Regression analysis of Gapminder data

Exercise 1

Question 1

The plot shows a general trend of increasing life expectancy over time. It looks like a linear trend, however it is difficult to know for sure given that the change appears only slight over this time interval.

Question 2

The graph for individual years seems to be bimodal, with one mode above the mean and one below. In 1950-1960 it appears that most countries are below the mean life expectancy, and the graph is skewed toward the higher life expectancies. The skew decreases with time, however, and flips around 1970, where the two modes seem similar in size. By the 2000s the graph is skewed the other direction in an significant way.

Question 3

I would reject the null hypothesisis of no relationship between life expectancy and time because mean life expectancy increases for every year measured in this dataset.

Question 4

I think that a violin plot of the residuals from a linear regression model would look similar to the one I already plotted except the means would be around zero for each year, so it would be without the general upward trend. That's because the residuals are the values relative to the linear model at that year, which would be close to the mean life expectancy for that year (I don't think the difference in the model's prediction and the mean would be significant).

Question 5

The simple linear model of life expectancy vs. year is inherently assuming that there are no other variables affecting life expectancy, and that the distribution of life expectancies would be centered around the mean for each year. This does not seem to true, however, because just by looking at the violin plot in question 1 you can see the distributions are not centered around the mean.

Exercise 2

I decided to print the fitted model as a list of values (above) because I thought it would be an easy way to see the kind of predictions the model was making.
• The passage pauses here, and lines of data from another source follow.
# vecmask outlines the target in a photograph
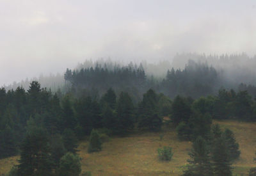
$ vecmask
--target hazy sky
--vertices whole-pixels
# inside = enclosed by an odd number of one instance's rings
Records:
[[[256,1],[0,0],[0,85],[183,52],[256,54]]]

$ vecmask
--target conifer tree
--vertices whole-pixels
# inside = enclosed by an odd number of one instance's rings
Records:
[[[215,140],[212,148],[212,161],[214,175],[231,176],[231,166],[229,161],[229,150],[224,138]]]
[[[125,134],[134,127],[134,106],[132,100],[127,93],[121,92],[116,108],[118,120],[118,131],[120,134]]]
[[[67,153],[61,135],[56,134],[52,136],[51,142],[51,155],[54,163],[54,166],[58,168],[60,159]]]
[[[78,140],[74,131],[70,129],[65,129],[62,134],[62,139],[67,152],[76,154],[77,151],[76,148],[78,147]]]
[[[183,175],[211,176],[213,175],[211,165],[210,150],[205,140],[198,136],[193,143],[193,148],[189,154],[191,159],[188,161],[189,165],[184,171]]]
[[[182,121],[188,122],[192,115],[190,106],[179,95],[173,100],[172,112],[172,120],[175,125]]]
[[[114,90],[110,88],[103,95],[101,99],[102,104],[107,103],[112,109],[114,109],[116,104],[116,95]]]
[[[88,152],[89,153],[101,150],[102,143],[97,131],[95,129],[92,131],[89,142],[90,143],[88,148]]]
[[[67,128],[74,130],[77,121],[74,115],[70,98],[68,95],[66,95],[62,100],[62,129]]]
[[[20,147],[19,175],[51,175],[52,161],[45,130],[30,128]]]
[[[227,129],[224,131],[223,135],[228,149],[229,150],[229,159],[232,161],[238,158],[241,153],[239,150],[239,145],[236,142],[233,132],[231,130]]]
[[[219,124],[213,124],[211,130],[213,139],[217,139],[221,136],[222,132]]]
[[[59,176],[79,176],[82,171],[80,159],[72,153],[67,153],[60,161]]]

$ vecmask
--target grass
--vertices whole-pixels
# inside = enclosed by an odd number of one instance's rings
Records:
[[[225,120],[214,121],[221,128],[229,128],[235,134],[241,151],[240,158],[232,165],[234,175],[248,175],[256,151],[256,123]],[[161,139],[162,138],[162,139]],[[187,164],[191,143],[180,141],[174,129],[161,132],[134,134],[125,138],[113,138],[103,144],[102,150],[87,153],[88,143],[82,141],[78,153],[81,158],[82,173],[90,171],[92,175],[179,175]],[[158,158],[157,150],[170,146],[174,153],[169,162]],[[19,157],[0,160],[0,173],[5,173]],[[1,175],[1,174],[0,174]]]

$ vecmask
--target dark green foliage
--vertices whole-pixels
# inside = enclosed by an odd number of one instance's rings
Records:
[[[250,169],[249,176],[256,176],[256,168],[252,168]]]
[[[118,127],[119,122],[116,118],[116,113],[107,104],[105,104],[103,108],[102,118],[103,127],[114,133],[118,132],[116,127]]]
[[[227,129],[223,135],[229,150],[229,159],[232,161],[238,158],[241,152],[239,150],[239,145],[236,141],[233,132]]]
[[[17,139],[14,130],[8,125],[0,131],[0,159],[12,156],[18,153]]]
[[[189,124],[181,122],[176,127],[178,138],[180,140],[190,140],[192,138],[192,128]]]
[[[108,90],[107,93],[103,95],[101,102],[102,104],[108,104],[113,109],[115,108],[116,104],[116,95],[111,88]]]
[[[77,151],[78,140],[74,131],[70,129],[66,129],[62,134],[62,140],[65,148],[67,152],[76,154]]]
[[[143,95],[143,99],[139,104],[139,128],[147,129],[151,131],[161,129],[163,122],[158,115],[157,103],[157,95],[153,90],[148,90]]]
[[[72,141],[71,141],[72,142]],[[56,168],[59,166],[61,157],[67,153],[61,136],[56,134],[53,136],[51,141],[51,157]]]
[[[117,120],[116,127],[120,134],[127,134],[134,127],[134,106],[132,100],[127,93],[121,92],[117,102],[116,108]]]
[[[180,122],[188,122],[192,115],[190,106],[180,96],[177,96],[172,105],[172,120],[175,125]]]
[[[35,127],[27,132],[19,162],[20,175],[51,175],[53,166],[45,130]]]
[[[229,150],[223,138],[215,140],[212,152],[214,175],[232,175]]]
[[[89,142],[90,143],[88,148],[88,152],[89,153],[101,150],[102,143],[97,131],[95,129],[92,131]]]
[[[163,148],[157,149],[158,156],[161,160],[170,161],[173,154],[172,152],[172,147],[164,147]]]
[[[74,129],[77,120],[74,115],[74,113],[72,107],[70,97],[68,95],[67,95],[61,102],[62,104],[62,129]]]
[[[217,139],[221,136],[222,131],[219,124],[213,124],[211,130],[213,139]]]
[[[80,159],[78,156],[68,152],[61,158],[58,175],[79,176],[81,170]]]
[[[211,125],[212,118],[209,113],[202,115],[195,112],[189,119],[189,126],[192,129],[193,140],[195,140],[200,136],[206,140],[211,140]]]
[[[83,128],[83,134],[89,134],[93,128],[93,113],[90,97],[79,99],[74,104],[76,116],[79,126]]]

The values above give the y-intercept and the slope, so the model in "y = mx + b" format would be:

$predicted\ life\ expectancy = (0.32590383 * year) - 585.6521874415448$

Question 6

According to my linear regression model, life expectancy increases by about 0.326 years on average every year around the world. This can be seen from the value of reg.coef_ in exercise 2.

Question 7

I reject the null hypothesis of no relationship between year and life expectancy because the slope of the linear regression seems to be significantly greater than zero, which matches what I predicted the relationship was by just looking at the violin plot.

Exercise 3

Question 8

This does match my expectations from question 4. The plot looks similar to the plot of life expectancy vs year, except it's standardized around about zero because the linear regression model's prediction is near the mean life expectancy for each year.

Exercise 4

Question 9

There clearly seems to be a dependence between model residuals and continent, which suggests that when performing a regression analysis of life expectancy across time, using dummy variables to account for the categorical effect could result in a more accurate model.

Exercise 5

Question 10

This plot shows that my regression model should have an interaction term for continent and year because the effect of the year on a country's life expectancy is different in different continents; i.e. the slope and height of the continent-specific linear regressions above are different from each other.

Exercise 6

Question 11

All coefficients seem to be significantly different than zero. This makes sense, because every one of these variables should have a significant impact on life expectancy.

Question 12

I found the average increase in life expectancy each year for each continent by predicting life expectancy at year 1 and subtracting from it the life expectancy prediction at year 0. Here's the results:

Each year, life expectancy increases by...

Exercise 7

This plot shows that the assumption that life expectancy depends on year and continent seems to hold up very well; the distributious of residuals for each year appears to be centered about the mean.